La loi donne compétence au Conseil d’Etat pour connaître, en premier et
dernier ressort, des requêtes concernant la mise en œuvre des techniques de
renseignement. Le Conseil d’Etat peut être saisi par toute personne souhaitant
vérifier qu’aucune technique de renseignement n’est irrégulièrement mise en
œuvre à son égard et par la Commission nationale de contrôle des techniques de
renseignement. Il peut également être saisi par le président ou par trois membres
de la commission lorsque le Premier ministre ne donne pas suite aux avis ou
recommandations de la commission ou que les suites qui y sont données sont
estimées insuffisantes. Il statue dans une formation spécialisée, dont les
membres et le rapporteur public sont habilités ès qualités au secret de la défense
nationale. Si une affaire est renvoyée devant les formations supérieures, section
ou assemblée, celles-ci siègent dans une composition restreinte.
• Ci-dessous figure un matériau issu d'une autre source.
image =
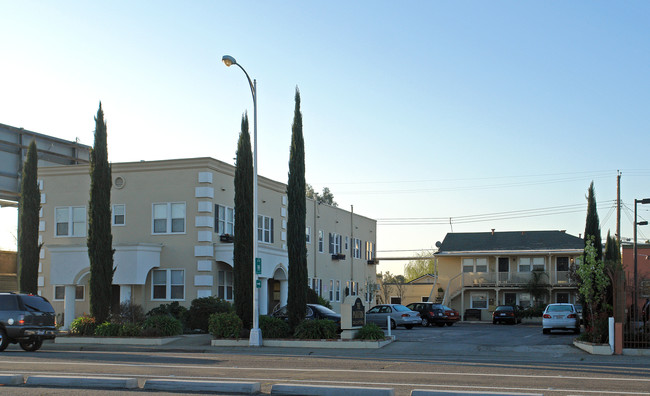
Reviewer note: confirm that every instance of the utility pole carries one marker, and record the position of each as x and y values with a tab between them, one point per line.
618	208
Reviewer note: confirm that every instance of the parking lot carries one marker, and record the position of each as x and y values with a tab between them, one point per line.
467	338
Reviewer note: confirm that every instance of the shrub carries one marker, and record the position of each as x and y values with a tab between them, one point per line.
83	325
129	313
108	329
316	329
130	330
173	309
225	325
274	327
161	326
202	308
370	331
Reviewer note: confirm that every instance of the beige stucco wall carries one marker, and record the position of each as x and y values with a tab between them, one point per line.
146	183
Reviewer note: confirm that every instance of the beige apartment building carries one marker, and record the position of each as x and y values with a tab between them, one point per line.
173	227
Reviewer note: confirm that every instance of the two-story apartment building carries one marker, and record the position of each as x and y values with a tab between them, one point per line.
173	228
484	269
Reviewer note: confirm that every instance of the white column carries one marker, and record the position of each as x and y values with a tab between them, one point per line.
68	313
284	292
125	294
264	297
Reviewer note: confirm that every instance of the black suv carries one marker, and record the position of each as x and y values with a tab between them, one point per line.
25	319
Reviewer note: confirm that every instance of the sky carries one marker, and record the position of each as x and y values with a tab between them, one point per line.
430	117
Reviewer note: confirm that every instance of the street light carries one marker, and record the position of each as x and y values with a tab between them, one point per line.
256	334
636	282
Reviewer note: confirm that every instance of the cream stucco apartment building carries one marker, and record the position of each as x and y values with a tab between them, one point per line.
173	223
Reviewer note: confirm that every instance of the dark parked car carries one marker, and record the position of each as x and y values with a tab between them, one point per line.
506	314
25	319
433	313
314	311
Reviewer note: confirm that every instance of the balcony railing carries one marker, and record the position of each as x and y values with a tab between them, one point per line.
555	278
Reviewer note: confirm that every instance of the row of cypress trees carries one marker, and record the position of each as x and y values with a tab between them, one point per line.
100	238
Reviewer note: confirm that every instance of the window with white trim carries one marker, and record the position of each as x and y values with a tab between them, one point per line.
264	229
338	290
224	220
335	243
357	248
331	291
527	264
70	221
475	265
118	214
370	251
59	293
168	218
224	285
168	284
320	241
478	300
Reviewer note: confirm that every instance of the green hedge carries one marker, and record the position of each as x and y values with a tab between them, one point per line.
225	325
274	327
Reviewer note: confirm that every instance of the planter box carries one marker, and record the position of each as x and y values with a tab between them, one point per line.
594	349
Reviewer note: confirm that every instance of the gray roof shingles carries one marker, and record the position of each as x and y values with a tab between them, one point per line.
509	241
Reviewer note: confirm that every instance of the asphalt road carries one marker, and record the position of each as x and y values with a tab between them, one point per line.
464	357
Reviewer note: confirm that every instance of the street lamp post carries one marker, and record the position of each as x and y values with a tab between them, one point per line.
636	281
256	334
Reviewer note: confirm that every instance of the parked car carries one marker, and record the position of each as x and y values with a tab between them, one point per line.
433	313
399	316
25	319
314	311
506	314
560	317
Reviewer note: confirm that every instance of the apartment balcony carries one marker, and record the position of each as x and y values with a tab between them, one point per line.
513	279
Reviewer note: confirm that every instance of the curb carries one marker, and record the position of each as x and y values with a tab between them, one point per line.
314	390
82	382
246	388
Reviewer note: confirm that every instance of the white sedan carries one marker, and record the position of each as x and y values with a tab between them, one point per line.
560	317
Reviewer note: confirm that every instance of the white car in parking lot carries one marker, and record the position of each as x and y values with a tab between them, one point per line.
560	317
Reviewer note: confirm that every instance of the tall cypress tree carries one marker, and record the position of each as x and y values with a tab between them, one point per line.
29	205
592	226
243	249
296	239
100	239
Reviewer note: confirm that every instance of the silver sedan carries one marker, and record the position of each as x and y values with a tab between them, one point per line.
399	316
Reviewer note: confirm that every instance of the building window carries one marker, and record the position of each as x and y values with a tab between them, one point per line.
335	243
264	229
370	251
331	290
168	284
527	264
224	285
224	220
119	215
59	293
320	241
475	265
338	290
357	248
169	218
478	300
71	221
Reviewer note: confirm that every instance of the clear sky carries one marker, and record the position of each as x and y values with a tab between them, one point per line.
494	114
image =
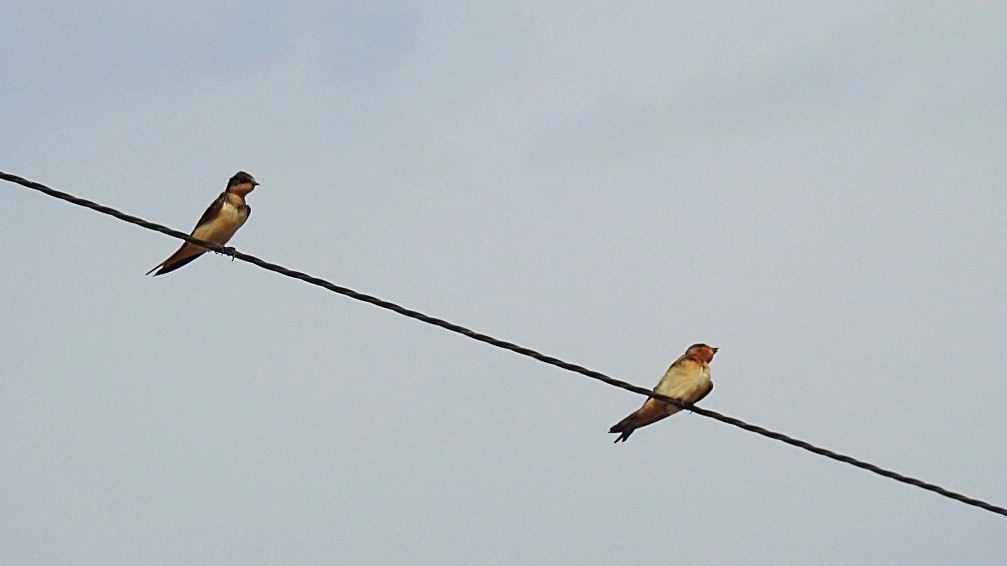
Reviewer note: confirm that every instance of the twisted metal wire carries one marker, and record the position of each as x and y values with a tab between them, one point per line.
517	348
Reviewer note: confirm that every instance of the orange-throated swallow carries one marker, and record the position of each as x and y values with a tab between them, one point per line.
688	380
221	221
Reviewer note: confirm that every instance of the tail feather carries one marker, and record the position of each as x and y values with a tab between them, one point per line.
652	412
181	258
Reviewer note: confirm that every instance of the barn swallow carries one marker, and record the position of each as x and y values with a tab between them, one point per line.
688	380
221	221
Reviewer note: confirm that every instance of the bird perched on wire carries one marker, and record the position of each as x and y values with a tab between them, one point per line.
221	221
688	380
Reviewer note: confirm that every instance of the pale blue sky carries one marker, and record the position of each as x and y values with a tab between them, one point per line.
815	187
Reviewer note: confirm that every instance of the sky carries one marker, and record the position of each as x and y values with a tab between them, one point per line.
816	187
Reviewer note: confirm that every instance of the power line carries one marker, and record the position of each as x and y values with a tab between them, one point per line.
447	325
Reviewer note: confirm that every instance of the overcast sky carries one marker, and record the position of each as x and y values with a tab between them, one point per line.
817	187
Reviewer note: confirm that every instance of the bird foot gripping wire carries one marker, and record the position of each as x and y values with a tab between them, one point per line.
228	251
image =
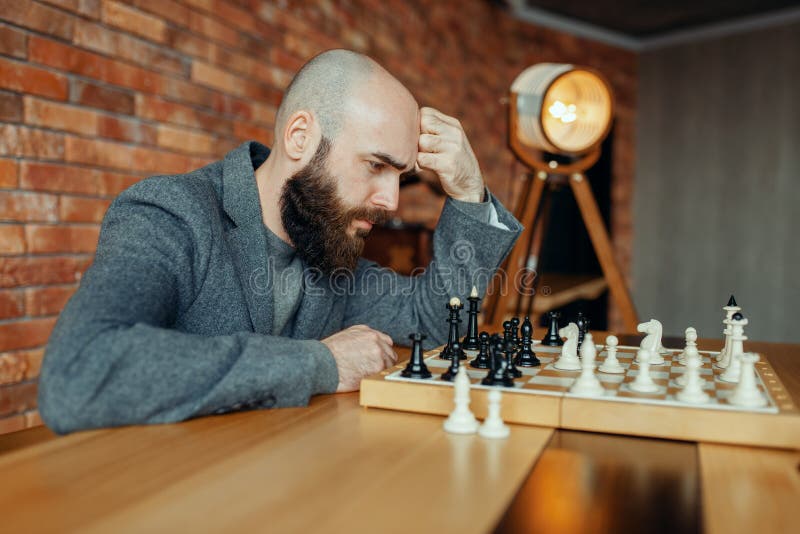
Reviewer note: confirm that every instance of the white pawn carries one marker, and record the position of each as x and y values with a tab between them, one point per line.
746	393
692	392
730	309
461	419
691	341
493	426
568	361
587	384
733	366
611	365
643	383
691	352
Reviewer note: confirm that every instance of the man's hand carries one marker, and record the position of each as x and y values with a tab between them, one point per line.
445	151
359	351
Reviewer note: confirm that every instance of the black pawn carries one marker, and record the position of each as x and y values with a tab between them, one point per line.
515	330
483	360
526	356
510	349
498	374
506	331
455	363
452	336
416	367
551	338
471	341
583	326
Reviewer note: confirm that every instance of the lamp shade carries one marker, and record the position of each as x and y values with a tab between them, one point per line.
561	108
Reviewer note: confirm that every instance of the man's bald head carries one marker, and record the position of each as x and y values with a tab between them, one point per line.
324	85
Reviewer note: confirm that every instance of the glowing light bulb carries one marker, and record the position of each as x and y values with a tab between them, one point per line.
565	113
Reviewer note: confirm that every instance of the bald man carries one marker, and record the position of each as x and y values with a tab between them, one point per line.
240	285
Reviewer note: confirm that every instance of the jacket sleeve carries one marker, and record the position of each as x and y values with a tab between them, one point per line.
113	358
467	250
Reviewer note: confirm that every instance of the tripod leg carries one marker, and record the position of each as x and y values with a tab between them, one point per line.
602	247
519	254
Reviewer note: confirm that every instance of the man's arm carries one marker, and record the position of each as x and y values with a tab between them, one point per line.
113	359
467	251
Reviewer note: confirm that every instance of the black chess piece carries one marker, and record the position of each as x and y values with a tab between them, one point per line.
515	331
471	340
551	338
455	363
526	356
506	331
510	349
583	326
454	319
498	373
483	360
416	367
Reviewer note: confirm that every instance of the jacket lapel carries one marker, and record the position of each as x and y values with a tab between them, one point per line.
247	240
316	311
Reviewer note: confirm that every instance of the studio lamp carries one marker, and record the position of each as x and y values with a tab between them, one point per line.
559	115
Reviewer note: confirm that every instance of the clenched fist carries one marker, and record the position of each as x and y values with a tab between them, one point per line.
445	151
359	351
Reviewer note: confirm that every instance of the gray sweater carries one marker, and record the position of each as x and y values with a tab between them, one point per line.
175	317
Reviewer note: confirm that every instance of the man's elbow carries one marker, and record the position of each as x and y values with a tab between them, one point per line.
55	408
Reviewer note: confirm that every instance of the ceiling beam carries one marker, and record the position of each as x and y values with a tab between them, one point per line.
522	11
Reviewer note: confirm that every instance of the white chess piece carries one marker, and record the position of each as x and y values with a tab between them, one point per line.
691	352
587	384
746	393
493	426
461	419
729	312
568	361
692	392
643	383
611	364
733	364
691	341
652	341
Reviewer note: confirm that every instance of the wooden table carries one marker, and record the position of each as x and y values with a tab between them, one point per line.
337	467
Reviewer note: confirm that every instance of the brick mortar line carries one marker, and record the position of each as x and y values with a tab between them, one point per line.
70	255
58	224
29	62
27	319
40	286
127	144
146	121
59	193
134	92
161	46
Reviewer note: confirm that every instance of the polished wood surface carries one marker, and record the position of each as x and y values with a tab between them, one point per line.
336	466
586	482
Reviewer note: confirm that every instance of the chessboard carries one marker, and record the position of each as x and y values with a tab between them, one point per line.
541	397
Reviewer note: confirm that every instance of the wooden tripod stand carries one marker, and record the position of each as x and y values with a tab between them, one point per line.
527	213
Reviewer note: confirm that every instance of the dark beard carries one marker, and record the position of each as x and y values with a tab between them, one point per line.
317	221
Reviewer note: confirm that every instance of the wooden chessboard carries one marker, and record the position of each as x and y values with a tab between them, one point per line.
541	397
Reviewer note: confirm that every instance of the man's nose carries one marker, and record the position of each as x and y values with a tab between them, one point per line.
387	196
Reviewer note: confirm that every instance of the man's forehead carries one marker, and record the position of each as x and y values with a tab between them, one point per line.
393	160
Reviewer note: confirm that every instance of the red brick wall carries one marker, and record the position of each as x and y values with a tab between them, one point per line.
97	94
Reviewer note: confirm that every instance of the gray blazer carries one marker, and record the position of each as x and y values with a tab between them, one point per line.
173	320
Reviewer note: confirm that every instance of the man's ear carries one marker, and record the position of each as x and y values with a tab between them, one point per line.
297	137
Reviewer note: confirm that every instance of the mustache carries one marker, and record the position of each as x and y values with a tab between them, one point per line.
376	216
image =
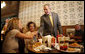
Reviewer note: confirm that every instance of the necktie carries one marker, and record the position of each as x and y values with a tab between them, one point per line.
51	19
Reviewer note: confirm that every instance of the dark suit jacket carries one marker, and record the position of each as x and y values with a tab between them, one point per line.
46	26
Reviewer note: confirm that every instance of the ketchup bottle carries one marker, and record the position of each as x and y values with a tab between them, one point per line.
57	37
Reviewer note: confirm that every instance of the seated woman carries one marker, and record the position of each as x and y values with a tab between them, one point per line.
10	44
31	29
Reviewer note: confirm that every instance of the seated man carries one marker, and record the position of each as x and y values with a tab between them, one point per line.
31	26
79	34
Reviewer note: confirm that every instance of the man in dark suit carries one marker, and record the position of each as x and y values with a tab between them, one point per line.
49	22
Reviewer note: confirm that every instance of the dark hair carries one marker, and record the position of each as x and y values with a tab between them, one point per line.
28	25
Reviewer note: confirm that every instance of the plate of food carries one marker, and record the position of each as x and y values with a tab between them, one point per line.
70	50
75	45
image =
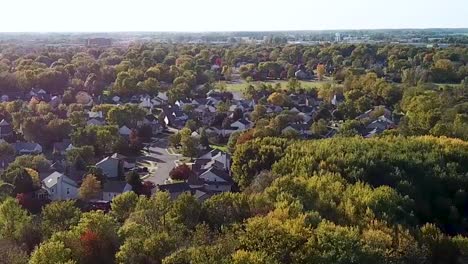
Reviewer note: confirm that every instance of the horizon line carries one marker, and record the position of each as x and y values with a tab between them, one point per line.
232	31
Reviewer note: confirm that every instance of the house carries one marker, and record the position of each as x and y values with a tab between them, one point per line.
174	189
174	116
26	148
61	148
305	117
242	124
376	112
97	115
337	99
216	180
153	122
160	100
182	102
95	122
300	129
201	196
216	158
125	131
5	129
146	103
55	101
60	187
111	189
111	166
84	98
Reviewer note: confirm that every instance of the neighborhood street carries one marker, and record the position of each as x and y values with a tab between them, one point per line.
158	161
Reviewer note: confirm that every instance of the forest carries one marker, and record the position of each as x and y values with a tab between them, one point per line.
397	197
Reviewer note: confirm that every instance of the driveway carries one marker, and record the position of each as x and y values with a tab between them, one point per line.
158	161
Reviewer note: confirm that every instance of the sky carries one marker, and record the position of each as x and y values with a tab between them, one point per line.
234	15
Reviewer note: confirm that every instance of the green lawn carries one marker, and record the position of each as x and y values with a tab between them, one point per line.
240	86
222	148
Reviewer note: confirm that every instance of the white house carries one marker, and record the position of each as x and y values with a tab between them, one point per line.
113	188
95	122
241	124
125	131
216	180
110	166
25	148
60	187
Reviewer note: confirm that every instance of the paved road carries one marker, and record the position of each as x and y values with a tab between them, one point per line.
158	161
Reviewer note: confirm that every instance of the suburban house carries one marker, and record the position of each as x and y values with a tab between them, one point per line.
111	166
337	99
300	129
216	158
242	124
95	122
27	148
111	189
5	129
216	180
174	189
125	131
98	114
376	112
174	117
153	122
60	187
61	148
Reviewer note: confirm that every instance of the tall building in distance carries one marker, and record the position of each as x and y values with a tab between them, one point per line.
337	37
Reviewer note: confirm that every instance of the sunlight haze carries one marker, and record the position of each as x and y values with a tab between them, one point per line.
211	15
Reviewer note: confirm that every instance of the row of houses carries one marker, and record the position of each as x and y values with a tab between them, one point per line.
211	175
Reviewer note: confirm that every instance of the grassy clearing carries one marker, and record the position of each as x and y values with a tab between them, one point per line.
240	86
219	147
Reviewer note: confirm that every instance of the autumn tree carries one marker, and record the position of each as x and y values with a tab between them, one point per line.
90	188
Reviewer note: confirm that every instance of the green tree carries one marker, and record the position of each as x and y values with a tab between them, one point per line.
59	216
14	220
51	252
123	205
90	188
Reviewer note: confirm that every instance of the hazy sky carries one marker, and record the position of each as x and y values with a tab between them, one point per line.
233	15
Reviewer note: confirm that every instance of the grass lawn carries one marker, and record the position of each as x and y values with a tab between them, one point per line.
220	147
240	86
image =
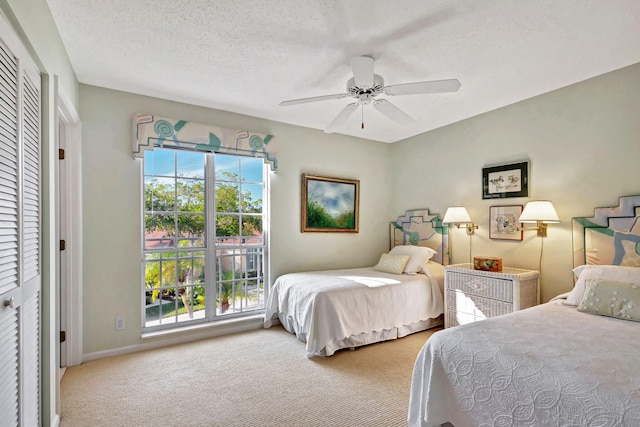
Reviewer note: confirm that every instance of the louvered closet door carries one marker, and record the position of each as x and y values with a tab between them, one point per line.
20	234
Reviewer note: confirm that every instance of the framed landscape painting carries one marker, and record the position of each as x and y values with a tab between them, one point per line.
329	204
505	181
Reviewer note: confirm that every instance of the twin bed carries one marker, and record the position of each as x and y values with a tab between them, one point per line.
573	361
402	294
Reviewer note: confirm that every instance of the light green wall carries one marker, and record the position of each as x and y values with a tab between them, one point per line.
112	203
31	20
34	24
583	144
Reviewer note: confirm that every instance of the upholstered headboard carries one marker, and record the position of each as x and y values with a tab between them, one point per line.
419	227
611	236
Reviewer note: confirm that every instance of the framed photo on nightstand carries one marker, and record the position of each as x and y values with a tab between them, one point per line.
503	222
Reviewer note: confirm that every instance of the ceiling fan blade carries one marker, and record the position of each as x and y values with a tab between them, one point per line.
362	67
391	111
313	99
342	117
434	86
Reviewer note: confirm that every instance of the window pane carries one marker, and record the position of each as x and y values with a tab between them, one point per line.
159	195
159	162
190	164
191	225
251	198
190	195
252	226
227	167
175	190
159	231
227	197
227	225
251	169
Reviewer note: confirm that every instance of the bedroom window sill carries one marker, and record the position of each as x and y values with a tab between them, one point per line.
211	329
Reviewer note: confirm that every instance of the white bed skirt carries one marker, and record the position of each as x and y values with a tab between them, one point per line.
361	339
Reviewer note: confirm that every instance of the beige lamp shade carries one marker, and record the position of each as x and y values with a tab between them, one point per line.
456	215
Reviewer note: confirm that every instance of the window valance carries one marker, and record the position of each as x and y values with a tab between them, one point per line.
152	131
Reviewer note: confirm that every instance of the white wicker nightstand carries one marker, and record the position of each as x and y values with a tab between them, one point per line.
472	295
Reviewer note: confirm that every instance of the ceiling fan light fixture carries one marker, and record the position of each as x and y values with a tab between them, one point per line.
364	86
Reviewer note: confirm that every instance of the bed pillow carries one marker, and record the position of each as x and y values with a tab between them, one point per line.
613	272
393	264
611	298
418	256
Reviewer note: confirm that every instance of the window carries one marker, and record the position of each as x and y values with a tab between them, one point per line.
204	242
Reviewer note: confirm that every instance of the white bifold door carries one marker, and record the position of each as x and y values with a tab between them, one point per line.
20	234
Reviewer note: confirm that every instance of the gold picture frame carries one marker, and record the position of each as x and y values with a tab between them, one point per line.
503	222
329	204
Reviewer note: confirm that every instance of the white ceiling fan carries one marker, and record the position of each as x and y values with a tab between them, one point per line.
364	86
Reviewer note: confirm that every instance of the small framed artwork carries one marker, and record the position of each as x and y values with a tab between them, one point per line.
329	204
505	181
503	222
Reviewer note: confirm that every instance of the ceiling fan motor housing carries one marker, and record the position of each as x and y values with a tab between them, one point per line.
356	91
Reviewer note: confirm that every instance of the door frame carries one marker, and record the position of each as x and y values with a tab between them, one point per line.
70	193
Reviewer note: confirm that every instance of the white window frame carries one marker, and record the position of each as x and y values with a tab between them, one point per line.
211	315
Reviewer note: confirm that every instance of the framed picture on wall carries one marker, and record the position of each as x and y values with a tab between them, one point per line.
505	181
503	222
329	204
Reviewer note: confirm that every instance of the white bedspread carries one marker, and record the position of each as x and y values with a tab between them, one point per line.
549	365
324	307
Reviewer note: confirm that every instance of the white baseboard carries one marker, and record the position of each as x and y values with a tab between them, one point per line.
180	336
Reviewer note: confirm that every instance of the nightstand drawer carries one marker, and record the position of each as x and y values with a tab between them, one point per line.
475	305
489	287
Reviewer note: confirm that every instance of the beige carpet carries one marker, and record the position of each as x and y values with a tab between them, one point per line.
257	378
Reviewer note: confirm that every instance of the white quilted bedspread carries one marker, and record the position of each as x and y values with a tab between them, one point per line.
323	307
549	365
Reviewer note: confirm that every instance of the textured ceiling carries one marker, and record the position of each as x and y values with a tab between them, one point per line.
247	56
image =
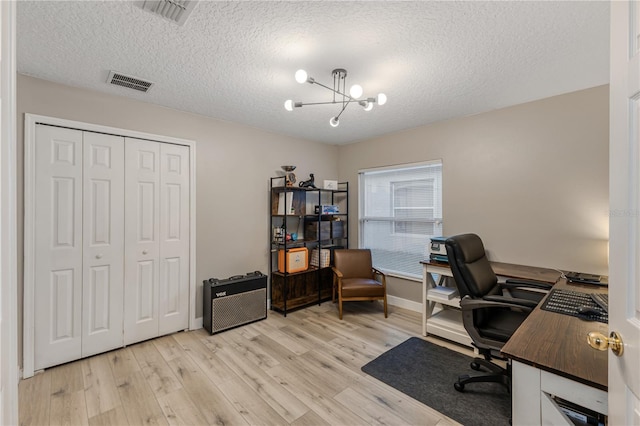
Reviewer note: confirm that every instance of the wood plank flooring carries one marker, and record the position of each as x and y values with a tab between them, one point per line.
300	370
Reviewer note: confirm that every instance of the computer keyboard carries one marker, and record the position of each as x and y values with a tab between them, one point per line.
602	300
568	302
Elles examinent
toutefois dans leur formation ordinaire les questions de droit qui leur seraient
adressées par la formation spécialisée. Les exigences de la contradiction sont
adaptées à celles du secret de la défense nationale. Le président de la formation
de jugement peut en particulier ordonner le huis clos lorsque le secret de la
défense nationale est en cause. La loi confie également compétence au Conseil
d’Etat pour connaître, en premier et dernier ressort, et selon cette procédure
particulière, du contentieux des fichiers intéressant la sûreté de l’Etat.
Les mesures relatives à la lutte contre le terrorisme et au renseignement
soulignent l’actualité des préoccupations qui visent à concilier ordre public et
libertés publiques. Le colloque qui s’ouvre ce matin a ainsi choisi un sujet qui
permet de rappeler des éléments inscrits dans l’histoire de notre droit public et
de réfléchir à de grands débats d’aujourd’hui.